In contrast, we did not detect any effect of DETC in endothelium-intact arteries of both adult and young rats (Figure 6).

3.6. Effect of a Cu/ZnSOD Inhibitor on Arterial Contractile Responses in Saphenous Arteries of Young Rats During Manipulation of NO-Dependent Signaling

Next, we interrogated which endothelium-dependent pathway counteracts the functional impact of SOD1 and SOD3 in smooth muscle of saphenous arteries of young rats. Since the anticontractile effect of endothelial NO is particularly pronounced during early postnatal ontogenesis [33], we focused primarily on the NO pathway.

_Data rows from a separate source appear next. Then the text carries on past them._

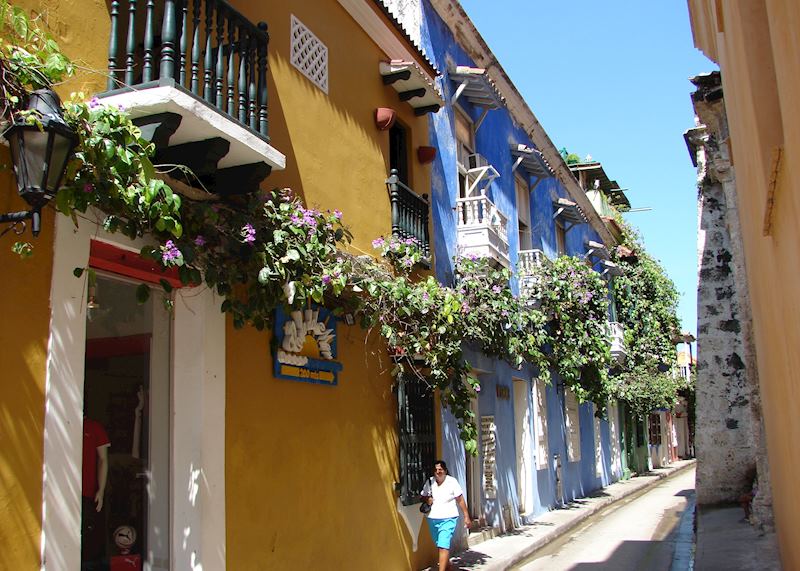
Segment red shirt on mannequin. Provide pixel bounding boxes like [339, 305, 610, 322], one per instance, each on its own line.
[82, 417, 111, 498]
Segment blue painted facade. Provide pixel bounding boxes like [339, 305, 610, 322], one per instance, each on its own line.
[420, 0, 619, 540]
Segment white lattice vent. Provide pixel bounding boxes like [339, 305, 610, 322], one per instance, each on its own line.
[291, 14, 328, 93]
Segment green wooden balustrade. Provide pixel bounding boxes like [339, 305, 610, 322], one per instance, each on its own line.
[108, 0, 269, 139]
[386, 169, 431, 260]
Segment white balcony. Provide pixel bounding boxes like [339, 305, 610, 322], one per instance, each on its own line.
[456, 196, 511, 268]
[608, 321, 628, 362]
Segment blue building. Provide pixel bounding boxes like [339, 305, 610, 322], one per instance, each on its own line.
[386, 0, 622, 540]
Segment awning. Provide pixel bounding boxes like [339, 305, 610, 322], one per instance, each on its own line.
[600, 260, 623, 276]
[569, 161, 631, 211]
[380, 60, 444, 115]
[586, 240, 611, 260]
[553, 198, 586, 230]
[511, 144, 553, 179]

Thus, we evaluated the effect of DETC in the presence of the NO-synthase inhibitor L-NNA. L-NNA increased contractile responses of endothelium-intact arteries of young rats (Figure 7A, Table S1). Importantly, DETC decreased contractile responses of the arteries in the presence of L-NNA (Figure 7A, Table S1).

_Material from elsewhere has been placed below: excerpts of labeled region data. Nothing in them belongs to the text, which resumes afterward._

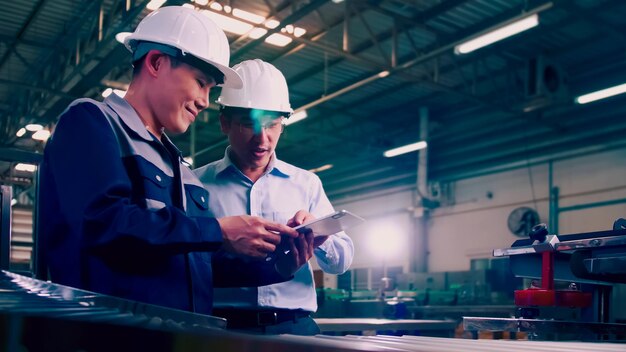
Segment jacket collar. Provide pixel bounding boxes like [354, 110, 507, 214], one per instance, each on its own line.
[104, 93, 154, 142]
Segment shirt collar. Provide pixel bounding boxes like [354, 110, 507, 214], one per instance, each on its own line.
[215, 146, 293, 177]
[104, 93, 153, 141]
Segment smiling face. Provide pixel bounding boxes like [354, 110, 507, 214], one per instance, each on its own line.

Next, we evaluated the effect of DETC in the presence of ODQ, an inhibitor of soluble guanylate cyclase, the intracellular target of NO. ODQ caused an increase in the contractile responses of endothelium-intact arteries of young rats (Figure 7B, Table S1). At the same time, we did not detect any effect of DETC in the presence of ODQ (Figure 7B, Table S1).

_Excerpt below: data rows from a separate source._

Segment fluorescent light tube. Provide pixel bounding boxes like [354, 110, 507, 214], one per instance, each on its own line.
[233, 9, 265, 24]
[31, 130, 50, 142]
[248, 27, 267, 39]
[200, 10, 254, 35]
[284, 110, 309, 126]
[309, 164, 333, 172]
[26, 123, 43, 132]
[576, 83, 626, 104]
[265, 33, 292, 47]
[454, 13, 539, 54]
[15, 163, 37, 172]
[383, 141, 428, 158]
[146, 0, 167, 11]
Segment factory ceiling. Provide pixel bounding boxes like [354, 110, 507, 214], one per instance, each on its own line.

In order to test whether NO (or its derivatives) may neutralize SODs directly, we assessed the effects of DETC in endothelium-denuded arteries in the presence of the NO donor sodium nitroprusside (SNP). SNP attenuated arterial contractile responses (Figure 7C, Table S1). Importantly, we did not detect any effect of DETC in the presence of SNP (Figure 7C, Table S1).

4. Discussion

In the present study, for the first time, age-related changes of SOD1 and SOD3 vasomotor functional contribution in systemic arteries were evaluated. We showed that activities of Cu/ZnSODs (SOD1 and SOD3) as well as SOD3 protein content were considerably increased in arterial tissue from early postnatal rats in comparison to adult animals. In accordance with these results, functional experiments indicate that SOD1 and SOD3 functioning promotes contraction of arterial smooth muscle of young, but not adult rats. In addition, endothelial NO (or its derivatives) considerably counteracts the SOD1 and SOD3 influence in arterial smooth muscle of early postnatal rats.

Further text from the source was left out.